Daily Development for
Thursday, October 29, 1998
by: Patrick A. Randolph, Jr.
Professor of Law
UMKC School of Law
Of Counsel: Blackwell Sanders Peper Martin
Kansas City, Missouri
Note that there are two Sec. 121 cases reported here:
FEDERAL INCOME TAX; GAIN; SALE OR EXCHANGE OF PRINCIPAL RESIDENCE: Residence may qualify as "principal residence" for purposes of nonrecognition treatment in a sale under IRC Sec. 121 even though taxpayer did not physically occupy the residence for five years before the sale.
Gummer v. U.S., 981 U.S.T.C. ¶ 50,401 (U.S. Ct. Cl. 4/30/98).
Because of a precipitous decline in the California real estate market, taxpayer was unable to sell her house for the $690,000 listing price, and successively lowered her price over the next four years until she finally was able to sell it for $420,000. But this took over four years.
The taxpayer lived in the house for seven months while attempting to sell it, and then moved to a rental apartment in another state. In the ensuing years preceding the sale, taxpayer kept a substantial portion of her furniture in the house to maintain a "lived in appearance" and allowed her adult grandchildren to live in the house for one and one half years. She herself, however, lived elsewhere, as noted. The statute required that to qualify for nonrecognition treatment the taxpayer must use property as a principal residence for three of the five years preceding the sale.
In what appears to be an important test case, the IRS addressed a large number of arguments to support its conclusion that the court should not apply the same "facts and circumstances" test in dealing with Section 121 that it had earlier adopted in connection with the interpretation of the "exchange of principle residence" section, IRC Section 1034. The court here successively batted away each of the Service's arguments and ultimately concluded that the same "facts and circumstances" test would apply. Under that test, the courts had earlier ruled that for purposes of IRC Sec. 1034 a residence would be treated as "used for residential purposes" even if the taxpayer had vacated it if market factors prevented the disposition of the property for a substantial period of time.
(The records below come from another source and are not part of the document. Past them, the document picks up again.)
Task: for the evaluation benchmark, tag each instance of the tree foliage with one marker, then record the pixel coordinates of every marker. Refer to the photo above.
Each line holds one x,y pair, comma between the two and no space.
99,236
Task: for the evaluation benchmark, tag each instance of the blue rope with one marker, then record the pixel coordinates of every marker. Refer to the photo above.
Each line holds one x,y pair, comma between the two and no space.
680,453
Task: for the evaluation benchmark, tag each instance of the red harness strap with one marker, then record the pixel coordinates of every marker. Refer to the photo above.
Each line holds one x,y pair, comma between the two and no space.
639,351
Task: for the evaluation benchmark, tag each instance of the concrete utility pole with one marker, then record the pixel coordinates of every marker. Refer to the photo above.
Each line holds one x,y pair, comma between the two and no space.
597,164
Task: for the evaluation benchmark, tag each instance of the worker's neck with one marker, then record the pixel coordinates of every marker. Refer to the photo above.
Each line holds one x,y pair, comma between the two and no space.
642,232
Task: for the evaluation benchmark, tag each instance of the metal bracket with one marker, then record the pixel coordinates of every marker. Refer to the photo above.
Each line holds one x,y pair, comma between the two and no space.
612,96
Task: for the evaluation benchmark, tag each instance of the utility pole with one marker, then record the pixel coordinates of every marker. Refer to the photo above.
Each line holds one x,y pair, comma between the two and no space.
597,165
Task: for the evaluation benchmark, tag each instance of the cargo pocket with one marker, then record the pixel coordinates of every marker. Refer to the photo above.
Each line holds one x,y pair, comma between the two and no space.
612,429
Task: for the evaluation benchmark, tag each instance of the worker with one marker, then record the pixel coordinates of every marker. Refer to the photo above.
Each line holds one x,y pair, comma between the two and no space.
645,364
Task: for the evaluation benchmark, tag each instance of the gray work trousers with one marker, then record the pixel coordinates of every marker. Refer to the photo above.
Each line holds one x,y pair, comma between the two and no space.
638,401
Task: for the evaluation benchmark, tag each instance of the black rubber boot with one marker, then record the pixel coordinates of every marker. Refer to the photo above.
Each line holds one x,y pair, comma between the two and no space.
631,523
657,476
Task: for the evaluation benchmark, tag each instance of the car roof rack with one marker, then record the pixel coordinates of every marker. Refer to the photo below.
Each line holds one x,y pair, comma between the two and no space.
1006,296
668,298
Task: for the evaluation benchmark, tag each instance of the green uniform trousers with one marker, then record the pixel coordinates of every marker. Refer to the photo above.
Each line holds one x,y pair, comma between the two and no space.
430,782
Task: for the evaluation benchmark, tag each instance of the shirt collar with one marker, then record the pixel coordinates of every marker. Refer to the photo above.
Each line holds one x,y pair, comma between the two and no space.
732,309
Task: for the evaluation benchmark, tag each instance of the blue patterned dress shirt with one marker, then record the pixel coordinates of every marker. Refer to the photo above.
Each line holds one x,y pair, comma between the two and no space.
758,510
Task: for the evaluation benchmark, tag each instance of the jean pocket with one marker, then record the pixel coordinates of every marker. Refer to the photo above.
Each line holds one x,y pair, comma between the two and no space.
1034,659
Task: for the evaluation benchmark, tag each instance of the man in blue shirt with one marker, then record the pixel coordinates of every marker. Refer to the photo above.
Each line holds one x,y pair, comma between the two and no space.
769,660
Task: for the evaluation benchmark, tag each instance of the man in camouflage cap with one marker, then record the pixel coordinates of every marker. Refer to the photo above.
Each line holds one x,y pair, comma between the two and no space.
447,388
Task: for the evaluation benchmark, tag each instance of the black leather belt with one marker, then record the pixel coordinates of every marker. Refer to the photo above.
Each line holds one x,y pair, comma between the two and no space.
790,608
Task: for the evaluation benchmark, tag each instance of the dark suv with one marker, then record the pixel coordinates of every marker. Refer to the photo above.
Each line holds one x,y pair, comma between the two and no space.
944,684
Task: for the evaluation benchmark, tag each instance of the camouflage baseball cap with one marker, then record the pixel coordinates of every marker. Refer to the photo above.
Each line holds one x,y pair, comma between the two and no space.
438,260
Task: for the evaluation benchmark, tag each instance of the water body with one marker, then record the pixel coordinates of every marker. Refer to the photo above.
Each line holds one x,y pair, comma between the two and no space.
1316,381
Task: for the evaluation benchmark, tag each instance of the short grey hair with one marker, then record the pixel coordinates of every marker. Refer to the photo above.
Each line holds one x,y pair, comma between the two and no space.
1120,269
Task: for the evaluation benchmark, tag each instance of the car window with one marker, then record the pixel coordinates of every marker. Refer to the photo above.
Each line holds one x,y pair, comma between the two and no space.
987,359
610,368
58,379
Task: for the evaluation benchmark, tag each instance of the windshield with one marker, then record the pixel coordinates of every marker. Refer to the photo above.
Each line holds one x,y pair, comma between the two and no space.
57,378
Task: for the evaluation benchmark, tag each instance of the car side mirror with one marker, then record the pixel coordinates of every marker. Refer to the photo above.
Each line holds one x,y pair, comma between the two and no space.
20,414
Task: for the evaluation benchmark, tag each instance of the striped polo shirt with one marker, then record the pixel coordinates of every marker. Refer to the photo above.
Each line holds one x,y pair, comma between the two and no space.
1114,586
Although taxpayer appeared to have mustered facts to support such a claim here, the court remanded for further development of the record to be certain that the taxpayer's claim was sound.
Comment: Note that under rewritten IRC Sec. 121 the deferral of gain is available in larger amounts and the required use as a principal residence has been reduced to two of the five years preceding the sale, rather than three, but the principles of this case would still appear to apply.
FEDERAL INCOME TAX; GAIN; SALE OF PRINCIPAL RESIDENCE; USE AND OWNERSHIP TESTS: Married taxpayers were not entitled to § 121exclusion of gain on the sale of a principal residence where they lived in the residence for more than three years but owned the residence for less than the requisite three year period.
Blanton v. Commissioner, T.C. Memo. 1998211.
Before the closing of the purchase, taxpayers took possession of the property, assuming some of the burdens and benefits of ownership. However, they did not assume the risk of loss with respect to the house, the responsibility to insure the property, and the obligation to pay property taxes. Thus, they did not assume enough of the burdens and benefits of ownership to be deemed the owners of the property prior to passage of the title.